In a paper of distributionally robust optimization, there is a step of derivation using the "standard duality argument". It obtains $ \sup _{\mathbb{Q}_{i} \in \mathcal{M}(\Xi)} \inf _{\lambda \geq 0} \frac{1}{N} \sum_{i=1}^{N} \int_{\Xi} \ell(\xi) \mathbb{Q}_{i}(d \xi) +\lambda\left(\varepsilon-\frac{1}{N} \sum_{i=1}^{N} \int_{\Xi}\left\|\xi-\widehat{\xi}_{i}\right\| \mathbb{Q}_{i}(\mathrm{~d} \xi)\right)$ from $\sup _{\mathbb{Q}_{i} \in \mathcal{M}(\Xi)} \frac{1}{N} \sum_{i=1}^{N} \int_{\Xi} \ell(\xi) \mathbb{Q}_{i}(\mathrm{~d} \xi)$ s.t. $\quad \frac{1}{N} \sum_{i=1}^{N} \int_{\Xi}\left\|\xi-\widehat{\xi}_{i}\right\| \mathbb{Q}_{i}(\mathrm{~d} \xi) \leq \varepsilon$.

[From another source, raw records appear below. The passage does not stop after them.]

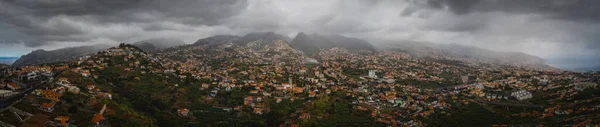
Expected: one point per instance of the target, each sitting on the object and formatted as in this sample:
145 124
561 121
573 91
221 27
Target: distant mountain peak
41 56
155 44
311 44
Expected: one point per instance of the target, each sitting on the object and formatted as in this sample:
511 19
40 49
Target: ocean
8 60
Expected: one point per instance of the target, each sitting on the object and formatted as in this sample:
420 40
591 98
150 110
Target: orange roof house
52 95
63 120
183 111
48 107
97 118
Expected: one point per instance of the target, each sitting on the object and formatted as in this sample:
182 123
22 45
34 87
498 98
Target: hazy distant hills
311 44
467 54
41 56
157 44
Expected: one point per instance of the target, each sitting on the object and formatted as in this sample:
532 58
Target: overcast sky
566 32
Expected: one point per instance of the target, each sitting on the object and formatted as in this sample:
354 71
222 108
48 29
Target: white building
6 93
522 95
373 73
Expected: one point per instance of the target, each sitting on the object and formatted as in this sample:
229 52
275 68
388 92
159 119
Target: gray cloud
71 20
579 10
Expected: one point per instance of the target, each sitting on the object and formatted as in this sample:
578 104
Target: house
183 111
521 95
304 116
85 73
52 95
32 76
63 120
6 93
48 107
258 111
97 118
13 86
105 95
312 94
91 87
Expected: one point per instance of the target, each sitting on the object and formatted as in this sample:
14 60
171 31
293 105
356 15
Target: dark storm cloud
70 20
577 10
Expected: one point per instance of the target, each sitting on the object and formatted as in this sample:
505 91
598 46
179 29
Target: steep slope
466 54
218 39
311 44
41 56
264 37
158 44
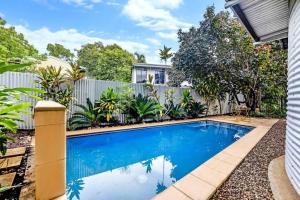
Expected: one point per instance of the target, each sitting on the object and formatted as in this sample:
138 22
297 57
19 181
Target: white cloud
154 14
154 41
2 15
88 4
169 36
113 3
72 39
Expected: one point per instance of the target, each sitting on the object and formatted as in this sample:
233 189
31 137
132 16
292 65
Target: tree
221 54
76 72
165 54
106 62
59 51
140 58
13 45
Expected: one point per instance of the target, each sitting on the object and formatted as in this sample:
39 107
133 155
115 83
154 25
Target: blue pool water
140 163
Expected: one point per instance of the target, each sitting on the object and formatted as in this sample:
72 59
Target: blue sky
141 26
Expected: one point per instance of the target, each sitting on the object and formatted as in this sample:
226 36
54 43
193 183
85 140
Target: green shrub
176 112
56 84
108 103
196 109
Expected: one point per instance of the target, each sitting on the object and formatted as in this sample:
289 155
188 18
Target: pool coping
202 182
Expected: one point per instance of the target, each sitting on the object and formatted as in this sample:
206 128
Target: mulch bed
250 179
23 139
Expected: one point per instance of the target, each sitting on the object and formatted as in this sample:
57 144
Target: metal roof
151 65
265 20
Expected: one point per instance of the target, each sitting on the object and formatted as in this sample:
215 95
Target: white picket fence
89 88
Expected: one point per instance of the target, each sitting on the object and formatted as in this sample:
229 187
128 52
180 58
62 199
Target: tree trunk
220 105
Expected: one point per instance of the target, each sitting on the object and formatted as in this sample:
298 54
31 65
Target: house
142 71
55 62
268 20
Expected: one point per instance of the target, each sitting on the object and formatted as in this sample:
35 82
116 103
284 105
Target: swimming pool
140 163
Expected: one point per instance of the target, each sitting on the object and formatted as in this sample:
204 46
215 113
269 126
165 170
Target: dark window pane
141 75
159 77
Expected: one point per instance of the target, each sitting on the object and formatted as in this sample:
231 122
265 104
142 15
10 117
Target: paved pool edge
204 181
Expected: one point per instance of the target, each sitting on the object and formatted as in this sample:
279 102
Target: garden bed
250 179
22 139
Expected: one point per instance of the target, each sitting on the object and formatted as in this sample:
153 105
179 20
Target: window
159 77
141 75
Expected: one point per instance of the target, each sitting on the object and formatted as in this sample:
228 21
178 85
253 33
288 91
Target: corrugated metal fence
292 151
89 88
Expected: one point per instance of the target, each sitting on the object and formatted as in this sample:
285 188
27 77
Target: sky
142 26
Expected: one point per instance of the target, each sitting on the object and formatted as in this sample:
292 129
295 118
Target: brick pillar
50 149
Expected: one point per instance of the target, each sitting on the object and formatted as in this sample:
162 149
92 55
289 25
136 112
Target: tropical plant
74 187
140 58
196 109
56 85
186 100
126 98
108 103
176 112
10 106
86 117
165 54
144 108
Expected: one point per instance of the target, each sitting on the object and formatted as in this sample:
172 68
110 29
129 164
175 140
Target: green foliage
196 109
176 112
126 98
144 108
108 103
76 72
74 187
191 108
59 51
186 100
88 116
219 57
11 108
140 58
165 54
56 85
106 62
13 45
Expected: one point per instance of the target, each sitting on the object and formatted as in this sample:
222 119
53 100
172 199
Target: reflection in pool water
140 163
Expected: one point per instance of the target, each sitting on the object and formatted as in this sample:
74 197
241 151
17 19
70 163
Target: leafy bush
176 112
108 103
196 109
56 84
10 106
186 100
86 117
144 108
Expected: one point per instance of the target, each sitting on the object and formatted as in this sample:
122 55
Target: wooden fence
89 88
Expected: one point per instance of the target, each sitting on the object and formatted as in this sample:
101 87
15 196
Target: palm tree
76 72
165 54
140 58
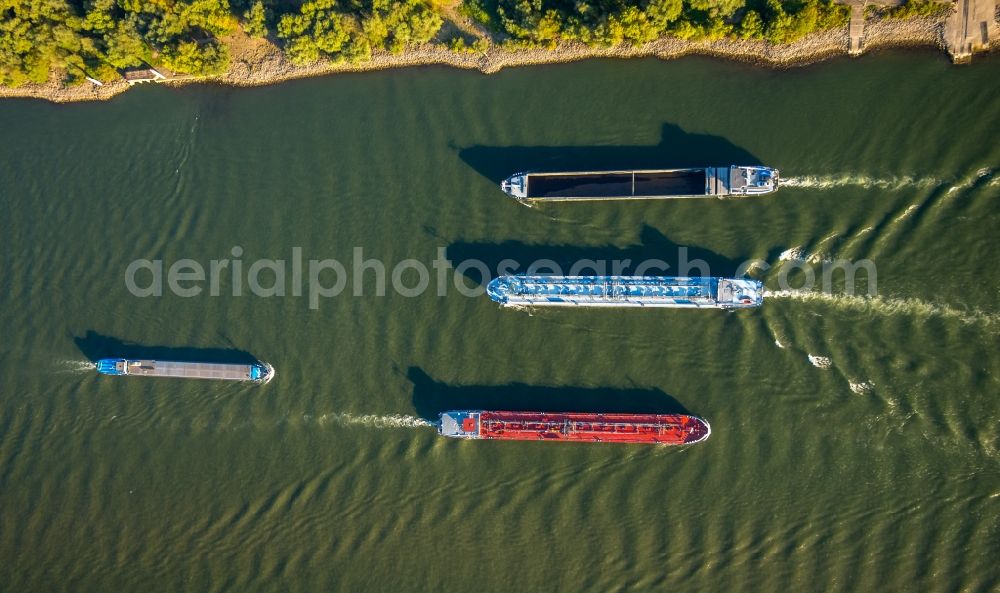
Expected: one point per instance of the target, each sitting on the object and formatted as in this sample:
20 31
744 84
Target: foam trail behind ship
75 366
891 306
376 421
847 179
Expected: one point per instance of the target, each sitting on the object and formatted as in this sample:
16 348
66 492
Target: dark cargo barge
642 185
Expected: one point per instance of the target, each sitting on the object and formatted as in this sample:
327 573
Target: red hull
666 429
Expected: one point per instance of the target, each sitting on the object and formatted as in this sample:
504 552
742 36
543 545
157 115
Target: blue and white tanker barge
626 291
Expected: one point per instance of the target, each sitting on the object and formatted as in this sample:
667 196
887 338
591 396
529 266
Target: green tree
255 20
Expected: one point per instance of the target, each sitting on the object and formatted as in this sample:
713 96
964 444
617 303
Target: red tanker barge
663 429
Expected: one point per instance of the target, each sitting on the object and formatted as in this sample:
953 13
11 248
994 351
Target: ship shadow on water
653 245
676 149
431 397
96 346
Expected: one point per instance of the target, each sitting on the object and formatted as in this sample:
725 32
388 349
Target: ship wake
376 421
891 306
848 180
75 366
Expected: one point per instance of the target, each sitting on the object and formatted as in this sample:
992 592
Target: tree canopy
100 38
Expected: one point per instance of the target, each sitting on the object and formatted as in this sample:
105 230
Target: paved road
970 27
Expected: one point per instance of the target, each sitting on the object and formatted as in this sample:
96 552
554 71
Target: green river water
855 440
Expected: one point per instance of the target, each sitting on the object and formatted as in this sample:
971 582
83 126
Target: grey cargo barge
259 372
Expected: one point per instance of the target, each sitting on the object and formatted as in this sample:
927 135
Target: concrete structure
970 28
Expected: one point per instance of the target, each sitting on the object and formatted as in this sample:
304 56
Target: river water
855 439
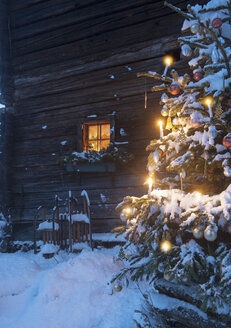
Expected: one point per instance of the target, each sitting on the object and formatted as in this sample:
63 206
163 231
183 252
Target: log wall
72 59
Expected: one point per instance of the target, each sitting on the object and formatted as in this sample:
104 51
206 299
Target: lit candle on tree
209 102
161 129
150 184
168 61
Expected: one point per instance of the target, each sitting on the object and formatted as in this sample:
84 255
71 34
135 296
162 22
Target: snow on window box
47 226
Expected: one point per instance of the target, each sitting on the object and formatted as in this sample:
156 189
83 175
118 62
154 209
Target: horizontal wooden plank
109 42
94 79
42 180
82 12
89 28
40 10
126 56
101 197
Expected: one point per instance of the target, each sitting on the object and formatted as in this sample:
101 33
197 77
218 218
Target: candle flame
168 60
149 181
166 246
208 101
198 195
128 210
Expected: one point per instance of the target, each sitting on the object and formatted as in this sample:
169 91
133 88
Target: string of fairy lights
174 89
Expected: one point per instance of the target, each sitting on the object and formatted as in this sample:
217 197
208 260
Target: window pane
92 132
92 145
105 144
105 131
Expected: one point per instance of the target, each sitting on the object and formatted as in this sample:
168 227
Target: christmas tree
181 230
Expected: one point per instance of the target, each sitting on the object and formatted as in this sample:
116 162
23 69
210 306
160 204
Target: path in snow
72 293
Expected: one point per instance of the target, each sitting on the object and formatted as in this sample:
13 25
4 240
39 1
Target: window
96 135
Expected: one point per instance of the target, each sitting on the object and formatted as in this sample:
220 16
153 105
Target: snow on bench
80 217
47 226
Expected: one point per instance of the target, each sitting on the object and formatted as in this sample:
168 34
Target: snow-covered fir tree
181 230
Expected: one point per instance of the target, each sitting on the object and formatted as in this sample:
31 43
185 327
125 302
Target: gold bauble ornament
123 216
198 233
117 287
195 28
164 112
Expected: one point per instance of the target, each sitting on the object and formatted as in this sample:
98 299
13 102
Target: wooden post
65 230
74 226
87 212
78 231
44 219
53 227
61 231
35 223
86 231
82 231
57 219
70 222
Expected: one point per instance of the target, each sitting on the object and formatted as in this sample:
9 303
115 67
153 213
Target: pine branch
156 76
159 88
178 10
192 43
215 37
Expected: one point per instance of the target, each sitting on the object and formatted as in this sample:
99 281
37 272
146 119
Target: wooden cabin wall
72 59
6 109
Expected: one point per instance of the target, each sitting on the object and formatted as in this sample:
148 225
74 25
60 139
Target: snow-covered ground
68 291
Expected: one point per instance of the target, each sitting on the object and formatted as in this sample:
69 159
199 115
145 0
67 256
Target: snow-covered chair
81 223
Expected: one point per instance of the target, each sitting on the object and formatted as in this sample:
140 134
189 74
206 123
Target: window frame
86 134
99 119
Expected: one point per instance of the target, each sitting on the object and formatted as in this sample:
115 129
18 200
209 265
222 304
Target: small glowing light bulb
161 129
168 61
198 195
149 181
166 246
209 102
128 210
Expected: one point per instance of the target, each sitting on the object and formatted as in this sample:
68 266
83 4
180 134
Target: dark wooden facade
64 55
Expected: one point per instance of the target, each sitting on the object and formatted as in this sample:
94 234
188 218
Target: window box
91 167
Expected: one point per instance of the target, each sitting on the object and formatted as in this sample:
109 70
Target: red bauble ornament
198 75
195 124
229 228
174 88
216 22
135 237
227 140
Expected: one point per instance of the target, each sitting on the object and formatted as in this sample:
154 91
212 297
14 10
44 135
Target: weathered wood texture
6 93
72 59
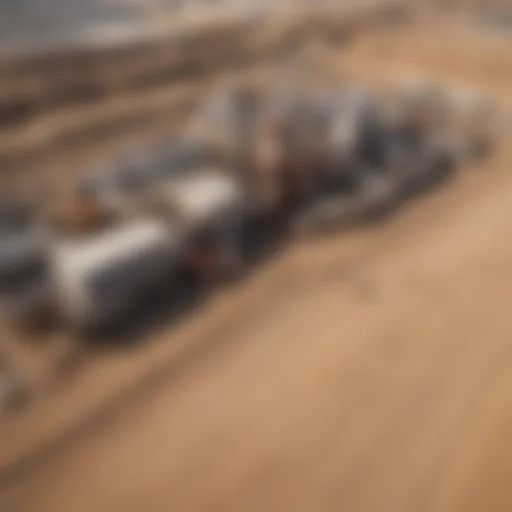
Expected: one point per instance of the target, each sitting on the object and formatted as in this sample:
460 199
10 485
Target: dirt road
379 381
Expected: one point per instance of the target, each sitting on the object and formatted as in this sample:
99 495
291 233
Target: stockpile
257 162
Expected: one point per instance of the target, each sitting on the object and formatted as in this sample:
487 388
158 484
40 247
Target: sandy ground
376 375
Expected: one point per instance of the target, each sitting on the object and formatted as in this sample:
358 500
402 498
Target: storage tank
100 277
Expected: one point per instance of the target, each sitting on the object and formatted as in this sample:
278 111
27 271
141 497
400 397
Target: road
378 378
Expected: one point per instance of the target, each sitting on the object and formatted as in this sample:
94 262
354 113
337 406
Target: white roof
79 256
202 194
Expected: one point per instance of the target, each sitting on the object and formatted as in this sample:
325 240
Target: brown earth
366 372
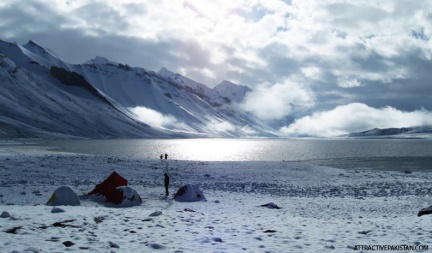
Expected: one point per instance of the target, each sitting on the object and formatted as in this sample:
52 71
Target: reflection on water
342 153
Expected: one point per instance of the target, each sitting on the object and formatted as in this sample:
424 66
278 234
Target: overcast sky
338 66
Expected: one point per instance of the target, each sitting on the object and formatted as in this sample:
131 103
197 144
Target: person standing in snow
166 181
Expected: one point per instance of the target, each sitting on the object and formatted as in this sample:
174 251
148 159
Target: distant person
166 181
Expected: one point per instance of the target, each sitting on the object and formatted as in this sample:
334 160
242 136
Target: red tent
108 186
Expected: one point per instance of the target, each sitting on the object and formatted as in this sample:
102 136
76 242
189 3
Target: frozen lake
386 154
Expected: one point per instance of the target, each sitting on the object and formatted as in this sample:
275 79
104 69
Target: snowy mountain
233 92
405 132
45 97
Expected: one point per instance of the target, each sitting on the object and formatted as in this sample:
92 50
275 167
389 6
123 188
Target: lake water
388 154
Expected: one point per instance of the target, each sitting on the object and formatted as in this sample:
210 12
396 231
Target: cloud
270 102
374 52
220 126
355 117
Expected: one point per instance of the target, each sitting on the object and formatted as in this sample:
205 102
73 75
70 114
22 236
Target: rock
271 205
57 210
424 211
68 243
156 213
114 245
5 215
156 246
217 239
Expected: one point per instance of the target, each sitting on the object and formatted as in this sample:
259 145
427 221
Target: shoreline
322 208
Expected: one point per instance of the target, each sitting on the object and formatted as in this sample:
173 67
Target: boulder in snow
271 205
424 211
5 215
124 196
189 193
64 196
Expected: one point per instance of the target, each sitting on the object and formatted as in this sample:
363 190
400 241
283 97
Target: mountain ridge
104 99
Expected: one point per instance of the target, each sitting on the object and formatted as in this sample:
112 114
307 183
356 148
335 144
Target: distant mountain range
41 96
405 132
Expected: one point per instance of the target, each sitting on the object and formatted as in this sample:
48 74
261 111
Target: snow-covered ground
322 209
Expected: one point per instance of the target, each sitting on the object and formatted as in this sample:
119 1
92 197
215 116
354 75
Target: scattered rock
365 232
99 219
32 249
5 215
424 211
68 243
57 210
114 245
156 246
13 230
217 239
271 205
156 213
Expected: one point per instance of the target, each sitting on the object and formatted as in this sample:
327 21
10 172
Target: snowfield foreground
321 209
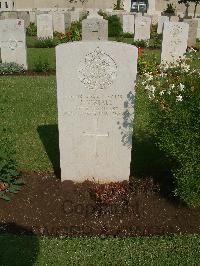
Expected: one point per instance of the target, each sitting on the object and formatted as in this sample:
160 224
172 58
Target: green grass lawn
28 103
155 251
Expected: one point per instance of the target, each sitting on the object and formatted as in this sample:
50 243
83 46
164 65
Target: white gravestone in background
154 19
70 17
142 28
13 42
95 92
32 17
94 29
59 22
128 23
44 26
174 19
174 45
161 21
192 35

It is confusing for me. Since if I try to use the strong duality, the optimal value of dual problem is solved from the minimax problem $\inf_{\lambda\ge 0}\sup_{\mathbb{Q} \in \mathcal{M}(\Xi) } \dots$. I am wondering how $\sup_{\mathbb{Q} \in \mathcal{M}(\Xi) } \inf_{\lambda\ge 0}$ is derived in their paper.
Any hint would be appreciated.
They do not use strong duality in that step. The two expressions are equal because the infimum in the first expression is $-\infty$ when the constraint in the second expression is not satisfied, so the supremum operator ensures that the constraint is satisfied also in the first expression.